A la mañana siguiente, sentados alrededor de la mesa redonda del comedor de La Salceda, mientras los demás dábamos cuenta de nuestro desayuno, Javier, con cara, voz y gestos que pretendían transmitir trascendencia a su discurso, comenzó asegurando:

—Durante muchos años mi negocio ha sido exclusivamente familiar. Pretendía que así continuara, pero comprendo que necesito rendirme a la evidencia de los tiempos. Por eso, lo que hace algunos años hubiera sido para mí impensable, hoy constituye un objetivo que acepto.

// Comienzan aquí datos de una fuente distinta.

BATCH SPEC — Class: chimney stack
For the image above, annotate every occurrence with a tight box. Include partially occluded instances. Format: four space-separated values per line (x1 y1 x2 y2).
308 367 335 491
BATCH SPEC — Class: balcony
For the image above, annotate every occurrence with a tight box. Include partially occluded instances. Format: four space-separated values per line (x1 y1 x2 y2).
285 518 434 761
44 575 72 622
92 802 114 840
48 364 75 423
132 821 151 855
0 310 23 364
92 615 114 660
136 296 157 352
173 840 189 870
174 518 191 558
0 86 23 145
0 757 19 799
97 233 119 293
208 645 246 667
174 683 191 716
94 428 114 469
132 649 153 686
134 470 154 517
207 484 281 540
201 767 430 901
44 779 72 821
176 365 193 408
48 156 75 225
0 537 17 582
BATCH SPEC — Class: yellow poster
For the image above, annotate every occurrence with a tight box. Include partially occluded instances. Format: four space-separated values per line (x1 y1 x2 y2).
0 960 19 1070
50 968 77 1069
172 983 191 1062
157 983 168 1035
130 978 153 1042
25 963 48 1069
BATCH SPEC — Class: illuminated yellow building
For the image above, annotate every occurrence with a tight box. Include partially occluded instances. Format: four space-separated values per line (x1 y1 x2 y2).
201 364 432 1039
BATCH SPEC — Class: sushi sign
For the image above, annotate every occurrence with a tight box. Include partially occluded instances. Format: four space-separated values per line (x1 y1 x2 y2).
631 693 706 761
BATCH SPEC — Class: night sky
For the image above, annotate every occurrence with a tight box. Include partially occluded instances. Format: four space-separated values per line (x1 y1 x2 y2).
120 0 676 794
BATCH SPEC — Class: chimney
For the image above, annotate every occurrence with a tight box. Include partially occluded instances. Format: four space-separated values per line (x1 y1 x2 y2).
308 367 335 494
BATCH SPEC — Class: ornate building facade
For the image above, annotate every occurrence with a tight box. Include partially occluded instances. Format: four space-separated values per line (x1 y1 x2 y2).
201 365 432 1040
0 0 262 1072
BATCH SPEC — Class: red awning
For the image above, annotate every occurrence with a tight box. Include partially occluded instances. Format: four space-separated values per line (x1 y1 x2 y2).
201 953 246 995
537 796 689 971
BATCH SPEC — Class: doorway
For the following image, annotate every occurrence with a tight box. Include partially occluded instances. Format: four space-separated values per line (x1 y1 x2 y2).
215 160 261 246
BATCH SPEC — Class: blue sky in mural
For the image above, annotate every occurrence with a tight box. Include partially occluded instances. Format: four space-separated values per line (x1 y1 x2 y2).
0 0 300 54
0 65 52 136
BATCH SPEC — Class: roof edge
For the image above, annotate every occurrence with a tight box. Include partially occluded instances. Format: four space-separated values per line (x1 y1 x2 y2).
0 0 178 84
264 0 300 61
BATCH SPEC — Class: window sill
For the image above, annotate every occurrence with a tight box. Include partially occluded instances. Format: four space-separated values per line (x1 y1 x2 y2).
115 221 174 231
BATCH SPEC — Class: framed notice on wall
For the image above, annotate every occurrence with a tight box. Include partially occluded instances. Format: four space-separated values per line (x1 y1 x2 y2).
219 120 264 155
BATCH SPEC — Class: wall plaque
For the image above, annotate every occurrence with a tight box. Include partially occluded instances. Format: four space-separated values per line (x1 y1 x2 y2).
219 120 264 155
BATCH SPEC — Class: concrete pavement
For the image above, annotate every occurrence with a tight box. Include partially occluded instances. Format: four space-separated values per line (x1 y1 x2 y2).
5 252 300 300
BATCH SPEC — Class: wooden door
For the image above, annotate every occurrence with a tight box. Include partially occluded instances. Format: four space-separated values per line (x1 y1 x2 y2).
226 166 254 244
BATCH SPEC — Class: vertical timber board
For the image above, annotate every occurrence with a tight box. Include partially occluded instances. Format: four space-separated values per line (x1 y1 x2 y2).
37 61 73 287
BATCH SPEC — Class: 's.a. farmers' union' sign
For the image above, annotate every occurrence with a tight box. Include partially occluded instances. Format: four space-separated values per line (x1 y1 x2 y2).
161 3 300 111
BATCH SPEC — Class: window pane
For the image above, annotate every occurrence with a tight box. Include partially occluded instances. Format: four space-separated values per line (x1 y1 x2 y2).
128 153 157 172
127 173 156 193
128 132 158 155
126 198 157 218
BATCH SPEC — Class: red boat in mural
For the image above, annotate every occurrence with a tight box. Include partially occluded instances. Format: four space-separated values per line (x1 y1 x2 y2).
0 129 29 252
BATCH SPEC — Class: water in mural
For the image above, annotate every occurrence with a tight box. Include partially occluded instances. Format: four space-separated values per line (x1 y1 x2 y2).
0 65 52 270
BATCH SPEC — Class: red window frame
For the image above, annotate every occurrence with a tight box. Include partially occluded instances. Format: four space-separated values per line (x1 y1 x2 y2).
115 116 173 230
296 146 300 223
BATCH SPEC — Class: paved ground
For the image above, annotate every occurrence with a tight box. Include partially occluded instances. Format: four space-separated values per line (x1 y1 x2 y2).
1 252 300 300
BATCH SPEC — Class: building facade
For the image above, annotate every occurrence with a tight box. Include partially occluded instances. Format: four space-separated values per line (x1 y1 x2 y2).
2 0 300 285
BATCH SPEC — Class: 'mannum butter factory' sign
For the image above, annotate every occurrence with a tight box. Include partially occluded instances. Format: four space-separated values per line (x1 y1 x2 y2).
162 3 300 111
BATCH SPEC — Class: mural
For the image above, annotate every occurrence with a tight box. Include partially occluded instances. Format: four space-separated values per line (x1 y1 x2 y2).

Resignación en las palabras, dramatismo en el gesto pero inteligencia en el contenido. En efecto, los tiempos cambian. Las economías también. Y entre problemas económicos de presente y visión empresarial de futuro, la cosa estaba clara. Así que después de este planteamiento genérico nos pusimos a trabajar.

Después de un circunloquio seguramente excesivo pero que yo aceptaba gustoso puesto que la importancia del acuerdo lo requería, llegamos a una conclusión diáfana: como primer paso entraríamos en Antena 3 Televisión con dos consejeros y comprando la mitad de las acciones de Javier Godó. Inmediatamente suscribiríamos una sociedad holding a la que se aportaría el 52 por ciento de Antena 3 Radio y un 30 por ciento de
La Vanguardia
, porcentaje que seguiría incrementándose en el futuro y, además, nosotros dispondríamos de un derecho de preferente adquisición sobre el 70 por ciento restante para el caso de que Javier quisiera venderlo.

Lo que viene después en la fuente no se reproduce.